Modern computing systems must meet multiple, often conflicting, goals; e.g., delivering high performance while respecting strict power constraints.  To support meeting such goals, systems expose knobs for tuning resources, like processor frequency or core allocation, which have a quantifiable impact on application performance and system power consumption.  The optimal resource settings to use depend on both the application and system, and often change during the course of execution as applications progress through different processing phases. Requiring application developers to accurately tune these knobs for different workloads and systems is unrealistic, necessitating more general solutions capable of managing the diversity in both hardware and software systems.

We first address the problem of meeting application performance goals while minimizing energy consumption with POET, the Performance with Optimal Energy Toolkit.  POET leverages control theory, which provides a formal framework for reasoning about dynamic systems, including convergence guarantees and robustness to model inaccuracies.  In contrast, commonly used heuristic techniques cannot provide these guarantees, nor are they always portable.
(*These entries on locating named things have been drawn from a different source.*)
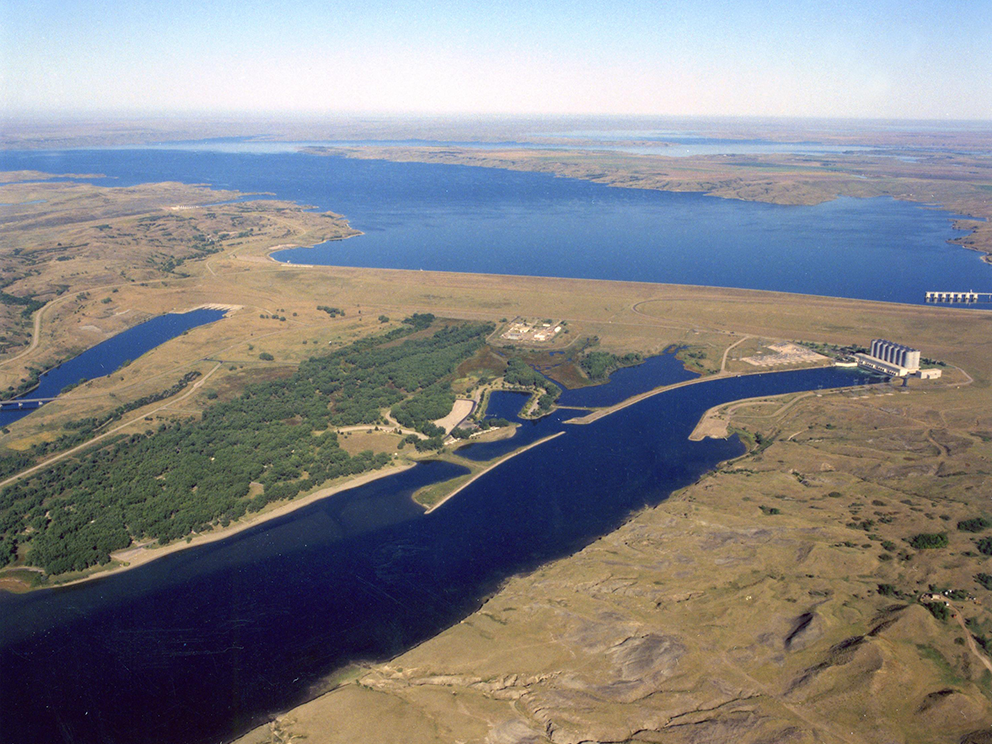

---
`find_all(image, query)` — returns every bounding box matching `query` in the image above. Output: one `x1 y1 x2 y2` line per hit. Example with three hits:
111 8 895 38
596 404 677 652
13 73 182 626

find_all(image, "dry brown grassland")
0 170 992 744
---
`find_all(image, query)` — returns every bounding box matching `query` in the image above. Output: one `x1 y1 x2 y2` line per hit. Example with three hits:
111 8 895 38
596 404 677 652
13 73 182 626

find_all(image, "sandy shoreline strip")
40 463 416 591
424 431 565 514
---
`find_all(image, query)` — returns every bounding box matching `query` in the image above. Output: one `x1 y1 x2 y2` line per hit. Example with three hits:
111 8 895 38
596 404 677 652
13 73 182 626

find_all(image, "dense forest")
0 314 492 574
579 351 644 382
503 359 561 414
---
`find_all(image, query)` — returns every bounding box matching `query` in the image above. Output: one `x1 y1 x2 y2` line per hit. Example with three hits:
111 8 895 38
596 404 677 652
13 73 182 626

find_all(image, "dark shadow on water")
0 370 863 744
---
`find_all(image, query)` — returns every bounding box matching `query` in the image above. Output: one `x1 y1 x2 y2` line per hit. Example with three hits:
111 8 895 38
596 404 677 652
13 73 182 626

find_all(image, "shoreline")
424 431 565 514
20 463 416 594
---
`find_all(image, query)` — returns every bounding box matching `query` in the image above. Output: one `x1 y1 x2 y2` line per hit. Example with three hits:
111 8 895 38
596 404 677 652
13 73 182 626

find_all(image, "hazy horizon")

POET’s general design keeps it portable between applications and systems---it operates independent of different knob types and their allowable settings.  Building on this generality, we also demonstrate optimizing application performance under system power constraints.

We then address the problem of optimizing energy efficiency to minimize the execution cost of running applications.  We use machine learning classifiers, driven by low-level hardware performance counters, to predict the most energy-efficient knob settings at runtime based on current application resource utilization.  We evaluate this approach in the High Performance Computing domain, more aggressively trading performance for energy savings than has historically been done, reducing the cost of scientific insight. Extrapolating from empirical single-node performance and power results, scaling the solution to hardware over-provisioned, power-constrained clusters could increase total cluster throughput by up to 24%.

Both projects dynamically adapt to changing application and system behavior at runtime, and are thus better able to provide the desired balance of performance and energy consumption than commonly-used static resource scheduling techniques.  Furthermore, their designs are independent of particular applications and systems, making them portable to a wide range of computing platforms.